Paul Krugman’s latest column, “The 1 Percent Solution,” is a very good one, as usual, but it also gets at a deeper issue that has been bothering me for some time — why is it that austerity ideas are so deeply rooted in the elites, despite such a lack of evidence for their effectiveness? Krugman gets into the class aspects of the divide, arguing that the 1% are simply arguing for policies that are good for the 1%. Not terribly surprising, I guess.
But it is an argument that brings up a couple of related points, imho. The first is demographic. While there is a big divide between haves and have-nots, it is a line that changes with age — as people get older, they tend to get richer, and they tend to become net creditors instead of debtors. The 1% beliefs are not just about entitlements and austerity, they also are very creditor-friendly, preferring deflation over inflation, for example. Which in part explains the difference in how age groups support different policies.
The other bigger issue that I’ve heard economists bring up is the Cold War. Basically, the argument is, back in the days of the Cold War, when there was this big, left-wing enemy out there, the monied elites in the West saw it was in their interest not to let inequality grow too much. The peasants had alternatives, so you couldn’t let them get fired up and storm the Bastille. A stable, happy system was good for all.
But today, now that communism is over as a viable danger, the 1% (or 0.1% or so) are free to push for their own interests without fear of blowback. And so they have pushed, quite successfully. Is it a coincidence that the rise of the financial industry and inequality matches with the downfall of communism? Maybe economic systems need common enemies to keep them in balance.

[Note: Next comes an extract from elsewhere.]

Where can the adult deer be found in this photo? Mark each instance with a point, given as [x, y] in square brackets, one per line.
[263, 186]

With the continued problems gripping Europe, you can see people growing more desperate for a solution. Most people are pretty centrist politically, but when the center refuses to provide answers, people will look for alternatives. Certainly Spain is exhibit A for a political system that is completely unable to reform itself or provide answers for its citizens. Without things in Europe getting better, I worry who might try filling that void in the future.